MUNICH (Reuters) – Siemens (SIEGn.DE) came under increased pressure from climate change protesters and its own shareholders on Wednesday over a contract to supply an Australian coal mine, demanding that Chief Executive Joe Kaeser cancel the deal.
About 200 people with banners and megaphones protested against the agreement to supply signaling technology outside the Munich arena where the German engineering company was holding its annual general meeting.
Inside, a procession of shareholders queued up to support their call, worried about the environmental impact and carbon emissions from the project.
As the company announced weaker-than-expected earnings, Kaeser said Siemens would become climate neutral by 2030 and it was “almost grotesque” that it had been singled out by environmentalists for criticism.
“The claims raised are legitimate ones, but they don’t bring about solutions right away,” Kaeser told reporters.
Under the contract agreed last year, Siemens will provide signals technology for a railway line to transport coal from a remote coal mine run by India’s Adani Group (ADEL.NS) in Queensland.
Before Wednesday’s meeting, protesters unfurled a banner on Siemens’ Munich headquarters that declared: “Bushfires start here – stop Adani”.
Murrawah Johnson, from an Australian indigenous group, told the AGM that Siemens had not checked properly whether the traditional owners supported the coal mine project.

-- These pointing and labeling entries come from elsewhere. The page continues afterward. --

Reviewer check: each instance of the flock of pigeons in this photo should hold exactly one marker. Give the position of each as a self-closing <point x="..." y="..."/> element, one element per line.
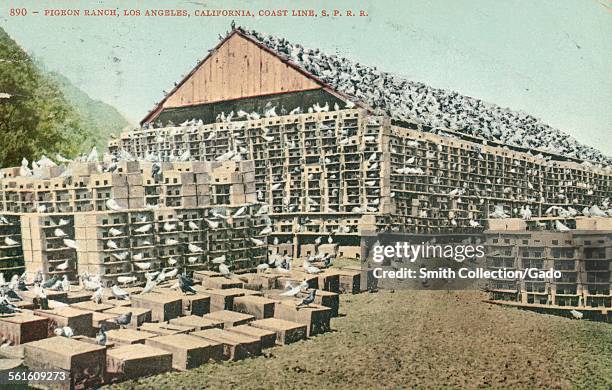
<point x="438" y="108"/>
<point x="605" y="211"/>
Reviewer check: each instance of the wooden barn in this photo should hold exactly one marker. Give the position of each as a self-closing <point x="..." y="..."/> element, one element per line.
<point x="241" y="74"/>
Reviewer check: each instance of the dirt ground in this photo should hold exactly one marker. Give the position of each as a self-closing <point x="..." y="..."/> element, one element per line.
<point x="421" y="339"/>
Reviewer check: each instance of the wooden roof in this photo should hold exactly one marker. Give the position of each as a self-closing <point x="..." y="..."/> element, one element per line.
<point x="239" y="67"/>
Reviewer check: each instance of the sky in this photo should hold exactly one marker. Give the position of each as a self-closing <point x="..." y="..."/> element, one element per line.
<point x="549" y="58"/>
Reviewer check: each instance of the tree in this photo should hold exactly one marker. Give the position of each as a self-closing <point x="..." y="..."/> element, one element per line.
<point x="35" y="118"/>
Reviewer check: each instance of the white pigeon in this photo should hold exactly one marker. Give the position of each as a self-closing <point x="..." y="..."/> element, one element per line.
<point x="9" y="241"/>
<point x="257" y="242"/>
<point x="211" y="224"/>
<point x="311" y="269"/>
<point x="143" y="228"/>
<point x="112" y="204"/>
<point x="120" y="256"/>
<point x="71" y="244"/>
<point x="595" y="211"/>
<point x="115" y="232"/>
<point x="143" y="266"/>
<point x="224" y="270"/>
<point x="219" y="260"/>
<point x="292" y="290"/>
<point x="119" y="293"/>
<point x="239" y="212"/>
<point x="63" y="266"/>
<point x="98" y="295"/>
<point x="262" y="210"/>
<point x="65" y="284"/>
<point x="561" y="227"/>
<point x="266" y="230"/>
<point x="169" y="227"/>
<point x="194" y="248"/>
<point x="161" y="277"/>
<point x="151" y="284"/>
<point x="126" y="279"/>
<point x="576" y="314"/>
<point x="525" y="213"/>
<point x="172" y="274"/>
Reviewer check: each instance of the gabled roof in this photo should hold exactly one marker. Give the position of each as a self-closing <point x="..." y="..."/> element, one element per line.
<point x="313" y="80"/>
<point x="405" y="100"/>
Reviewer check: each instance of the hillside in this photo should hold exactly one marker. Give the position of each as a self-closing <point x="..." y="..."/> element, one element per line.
<point x="44" y="113"/>
<point x="98" y="118"/>
<point x="35" y="117"/>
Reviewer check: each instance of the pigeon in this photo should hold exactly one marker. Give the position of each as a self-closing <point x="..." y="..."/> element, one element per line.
<point x="224" y="270"/>
<point x="51" y="282"/>
<point x="561" y="227"/>
<point x="63" y="266"/>
<point x="294" y="290"/>
<point x="186" y="284"/>
<point x="169" y="227"/>
<point x="70" y="244"/>
<point x="124" y="319"/>
<point x="98" y="295"/>
<point x="194" y="248"/>
<point x="120" y="256"/>
<point x="161" y="277"/>
<point x="576" y="314"/>
<point x="239" y="212"/>
<point x="126" y="279"/>
<point x="151" y="284"/>
<point x="59" y="233"/>
<point x="65" y="284"/>
<point x="211" y="224"/>
<point x="9" y="241"/>
<point x="595" y="211"/>
<point x="171" y="274"/>
<point x="143" y="266"/>
<point x="115" y="232"/>
<point x="310" y="268"/>
<point x="119" y="293"/>
<point x="256" y="241"/>
<point x="219" y="260"/>
<point x="143" y="228"/>
<point x="112" y="204"/>
<point x="8" y="308"/>
<point x="101" y="335"/>
<point x="308" y="300"/>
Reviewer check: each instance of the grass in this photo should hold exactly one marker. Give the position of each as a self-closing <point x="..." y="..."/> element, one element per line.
<point x="423" y="339"/>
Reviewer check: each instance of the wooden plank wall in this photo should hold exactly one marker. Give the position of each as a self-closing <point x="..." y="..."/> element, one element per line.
<point x="238" y="69"/>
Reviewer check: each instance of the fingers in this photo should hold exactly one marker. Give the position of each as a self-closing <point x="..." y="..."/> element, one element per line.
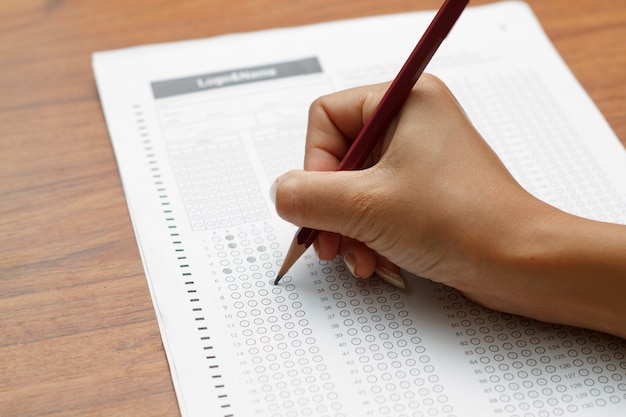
<point x="332" y="201"/>
<point x="334" y="121"/>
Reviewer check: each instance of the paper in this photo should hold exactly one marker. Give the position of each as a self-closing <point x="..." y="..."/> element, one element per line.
<point x="201" y="129"/>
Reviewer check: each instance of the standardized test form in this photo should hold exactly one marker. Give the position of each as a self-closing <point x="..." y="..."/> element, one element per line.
<point x="201" y="129"/>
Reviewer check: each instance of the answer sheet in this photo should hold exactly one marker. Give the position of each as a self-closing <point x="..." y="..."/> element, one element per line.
<point x="202" y="128"/>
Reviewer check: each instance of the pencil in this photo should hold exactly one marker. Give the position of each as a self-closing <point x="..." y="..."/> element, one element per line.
<point x="387" y="109"/>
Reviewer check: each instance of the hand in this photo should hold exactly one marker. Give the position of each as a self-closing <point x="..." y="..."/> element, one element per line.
<point x="437" y="202"/>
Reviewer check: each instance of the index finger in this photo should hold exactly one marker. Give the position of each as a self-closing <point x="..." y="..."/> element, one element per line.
<point x="335" y="120"/>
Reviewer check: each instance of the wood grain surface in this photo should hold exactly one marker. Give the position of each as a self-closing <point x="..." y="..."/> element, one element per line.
<point x="78" y="333"/>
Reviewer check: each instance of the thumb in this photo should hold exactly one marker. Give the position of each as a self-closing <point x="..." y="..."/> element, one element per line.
<point x="332" y="201"/>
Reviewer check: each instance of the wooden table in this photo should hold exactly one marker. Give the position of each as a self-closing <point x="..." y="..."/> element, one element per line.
<point x="78" y="333"/>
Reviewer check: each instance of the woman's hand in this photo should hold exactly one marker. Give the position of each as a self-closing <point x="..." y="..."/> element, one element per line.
<point x="438" y="202"/>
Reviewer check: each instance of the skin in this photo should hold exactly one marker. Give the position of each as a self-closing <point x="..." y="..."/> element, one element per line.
<point x="436" y="201"/>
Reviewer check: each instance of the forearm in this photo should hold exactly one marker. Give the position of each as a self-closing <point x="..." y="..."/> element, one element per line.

“We have said time and again in a clear voice no to this project,” he said.
Helena Marschall, a 17-year-old member of environmental group Fridays for Future, accused Siemens of hypocrisy by posing as a climate protection company while taking on environmentally damaging contracts.

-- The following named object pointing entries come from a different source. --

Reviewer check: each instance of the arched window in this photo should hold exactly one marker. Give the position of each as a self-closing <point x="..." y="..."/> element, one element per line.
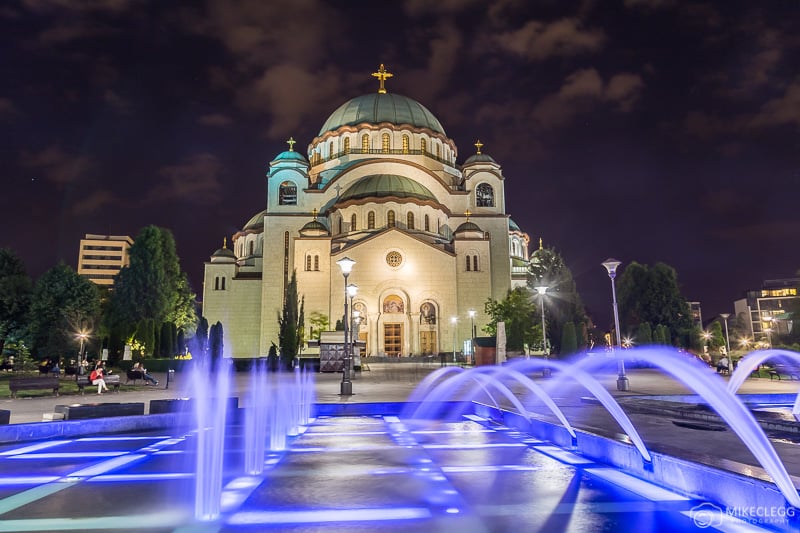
<point x="484" y="195"/>
<point x="287" y="195"/>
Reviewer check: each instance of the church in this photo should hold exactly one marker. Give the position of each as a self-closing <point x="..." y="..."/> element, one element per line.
<point x="381" y="185"/>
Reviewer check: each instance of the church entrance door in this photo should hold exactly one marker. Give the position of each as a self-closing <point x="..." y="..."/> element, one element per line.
<point x="427" y="342"/>
<point x="393" y="339"/>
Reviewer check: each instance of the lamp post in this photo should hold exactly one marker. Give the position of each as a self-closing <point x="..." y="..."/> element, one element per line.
<point x="352" y="290"/>
<point x="346" y="264"/>
<point x="541" y="289"/>
<point x="453" y="321"/>
<point x="611" y="265"/>
<point x="725" y="317"/>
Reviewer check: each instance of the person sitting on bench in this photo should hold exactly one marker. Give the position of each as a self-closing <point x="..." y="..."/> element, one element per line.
<point x="137" y="367"/>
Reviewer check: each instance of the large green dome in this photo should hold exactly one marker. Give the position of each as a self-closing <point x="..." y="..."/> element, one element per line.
<point x="387" y="185"/>
<point x="376" y="107"/>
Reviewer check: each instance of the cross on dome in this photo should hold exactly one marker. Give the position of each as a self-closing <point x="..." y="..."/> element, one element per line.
<point x="382" y="76"/>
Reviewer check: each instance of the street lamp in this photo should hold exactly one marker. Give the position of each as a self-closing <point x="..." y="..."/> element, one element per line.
<point x="346" y="264"/>
<point x="611" y="265"/>
<point x="453" y="321"/>
<point x="725" y="317"/>
<point x="352" y="290"/>
<point x="541" y="289"/>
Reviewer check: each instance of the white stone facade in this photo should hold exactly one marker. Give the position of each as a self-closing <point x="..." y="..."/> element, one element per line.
<point x="431" y="238"/>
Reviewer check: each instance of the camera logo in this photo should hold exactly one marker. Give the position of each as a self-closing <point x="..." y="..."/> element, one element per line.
<point x="706" y="515"/>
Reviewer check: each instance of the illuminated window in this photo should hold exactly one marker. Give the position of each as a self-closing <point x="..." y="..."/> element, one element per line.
<point x="287" y="194"/>
<point x="484" y="195"/>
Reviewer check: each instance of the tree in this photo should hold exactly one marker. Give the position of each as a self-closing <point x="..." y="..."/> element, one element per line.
<point x="518" y="312"/>
<point x="644" y="335"/>
<point x="15" y="295"/>
<point x="291" y="324"/>
<point x="319" y="323"/>
<point x="62" y="305"/>
<point x="562" y="302"/>
<point x="569" y="341"/>
<point x="152" y="287"/>
<point x="652" y="294"/>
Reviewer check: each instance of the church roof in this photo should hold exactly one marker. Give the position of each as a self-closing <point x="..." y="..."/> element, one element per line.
<point x="256" y="223"/>
<point x="385" y="185"/>
<point x="382" y="107"/>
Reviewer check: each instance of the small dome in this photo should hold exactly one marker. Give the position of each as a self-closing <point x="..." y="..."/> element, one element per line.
<point x="375" y="108"/>
<point x="479" y="158"/>
<point x="223" y="255"/>
<point x="291" y="155"/>
<point x="256" y="223"/>
<point x="387" y="185"/>
<point x="315" y="228"/>
<point x="468" y="227"/>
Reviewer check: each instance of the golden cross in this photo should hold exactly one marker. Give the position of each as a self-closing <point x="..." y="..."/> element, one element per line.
<point x="382" y="76"/>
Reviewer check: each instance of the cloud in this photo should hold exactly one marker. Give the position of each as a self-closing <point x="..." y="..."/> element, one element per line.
<point x="782" y="110"/>
<point x="537" y="41"/>
<point x="215" y="119"/>
<point x="195" y="180"/>
<point x="57" y="166"/>
<point x="582" y="91"/>
<point x="94" y="202"/>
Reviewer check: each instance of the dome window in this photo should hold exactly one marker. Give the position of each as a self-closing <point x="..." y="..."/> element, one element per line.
<point x="287" y="194"/>
<point x="484" y="195"/>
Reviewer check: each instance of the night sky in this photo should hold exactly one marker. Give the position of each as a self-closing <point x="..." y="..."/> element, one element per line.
<point x="646" y="130"/>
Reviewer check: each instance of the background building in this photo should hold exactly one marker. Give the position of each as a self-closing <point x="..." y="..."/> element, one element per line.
<point x="381" y="185"/>
<point x="767" y="309"/>
<point x="101" y="257"/>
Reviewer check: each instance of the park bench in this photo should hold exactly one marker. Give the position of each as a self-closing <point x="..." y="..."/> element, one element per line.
<point x="99" y="410"/>
<point x="112" y="382"/>
<point x="18" y="384"/>
<point x="783" y="370"/>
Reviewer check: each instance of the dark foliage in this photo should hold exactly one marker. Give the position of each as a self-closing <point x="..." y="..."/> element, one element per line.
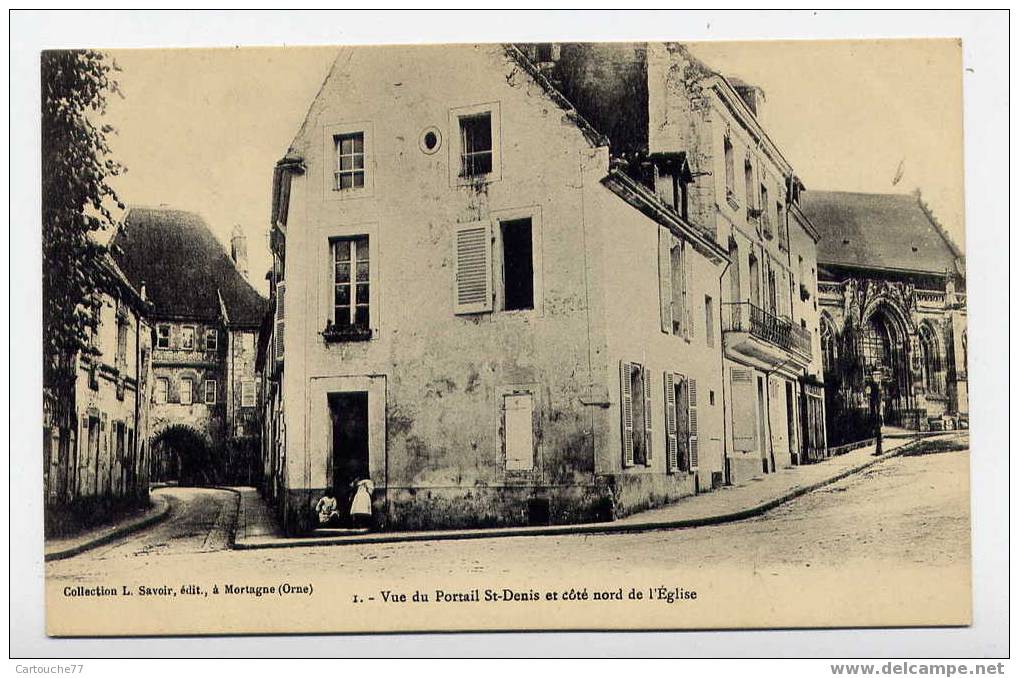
<point x="77" y="200"/>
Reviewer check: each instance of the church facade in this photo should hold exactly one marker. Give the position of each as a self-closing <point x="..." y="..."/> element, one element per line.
<point x="893" y="314"/>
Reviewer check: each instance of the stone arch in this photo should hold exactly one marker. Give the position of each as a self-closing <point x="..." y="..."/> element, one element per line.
<point x="931" y="358"/>
<point x="181" y="453"/>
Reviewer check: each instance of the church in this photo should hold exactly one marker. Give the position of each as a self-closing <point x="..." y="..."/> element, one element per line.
<point x="892" y="298"/>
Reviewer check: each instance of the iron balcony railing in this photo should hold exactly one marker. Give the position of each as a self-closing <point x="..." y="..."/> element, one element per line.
<point x="746" y="317"/>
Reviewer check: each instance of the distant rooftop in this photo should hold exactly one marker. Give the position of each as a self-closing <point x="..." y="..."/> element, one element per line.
<point x="877" y="230"/>
<point x="183" y="266"/>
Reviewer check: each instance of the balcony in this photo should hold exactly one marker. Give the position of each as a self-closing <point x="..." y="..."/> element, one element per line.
<point x="752" y="334"/>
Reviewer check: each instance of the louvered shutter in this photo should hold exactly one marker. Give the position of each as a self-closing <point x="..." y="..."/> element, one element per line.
<point x="473" y="289"/>
<point x="627" y="414"/>
<point x="280" y="307"/>
<point x="744" y="413"/>
<point x="694" y="446"/>
<point x="648" y="433"/>
<point x="672" y="447"/>
<point x="665" y="278"/>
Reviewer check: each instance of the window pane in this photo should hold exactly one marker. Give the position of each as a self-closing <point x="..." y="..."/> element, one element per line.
<point x="342" y="250"/>
<point x="361" y="316"/>
<point x="362" y="250"/>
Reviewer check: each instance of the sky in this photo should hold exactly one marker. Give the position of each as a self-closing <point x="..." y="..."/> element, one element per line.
<point x="201" y="129"/>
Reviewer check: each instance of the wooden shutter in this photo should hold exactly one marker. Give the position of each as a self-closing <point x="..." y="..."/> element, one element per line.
<point x="665" y="278"/>
<point x="278" y="334"/>
<point x="694" y="446"/>
<point x="744" y="410"/>
<point x="519" y="426"/>
<point x="627" y="414"/>
<point x="473" y="289"/>
<point x="672" y="446"/>
<point x="648" y="433"/>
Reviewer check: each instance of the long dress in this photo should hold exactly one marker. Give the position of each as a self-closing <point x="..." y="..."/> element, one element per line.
<point x="362" y="504"/>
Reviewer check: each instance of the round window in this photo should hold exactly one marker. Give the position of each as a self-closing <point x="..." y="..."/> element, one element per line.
<point x="431" y="139"/>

“A company that is truly sustainable can no longer afford to support fossil-fuel projects. Contracts will have to be broken not just in Australia, but all over the world,” she said.
Shareholders also expressed concern about the impact of the 18-million-euro ($19.80 million) contract and the damage it could do to Siemens’ reputation.
“With a careful examination of all environmental and reputational risks, Siemens should never have signed this contract,” said Vera Diehl, a portfolio manager from Union Investment, which owns a 0.6% stake.
Siemens reported first-quarter results that missed forecasts after a slowdown in its industrial automation business and problems in its power and gas and wind power operations.
Siemens’ industrial operating profit fell 30% to 1.43 billion euros ($1.58 billion), missing analyst forecasts for 1.88 billion euros in a consensus gathered by the company.
Revenue rose slightly to 20.32 billion euros, undershooting estimates for 20.63 billion euros.
The company confirmed its guidance of full-year earnings per share in the range of 6.30 to 7.00 euros after posting 1.33 euros during the first quarter.
“We have had better quarters in the past,” Kaeser said, but added that Siemens would make up ground in the second half and hit its targets after a slow start.
Despite the downturn, the company’s plan to spin off its energy business and merge it with its wind power operations remained on track for September, he said.
On Tuesday Siemens said it would buy Iberdrola’s IBE.MC 8.1% stake in Siemens Gamesa renewable energy (SGREN.MC) for 1.1 billion euros and transfer the shares into its new Siemens Energy unit.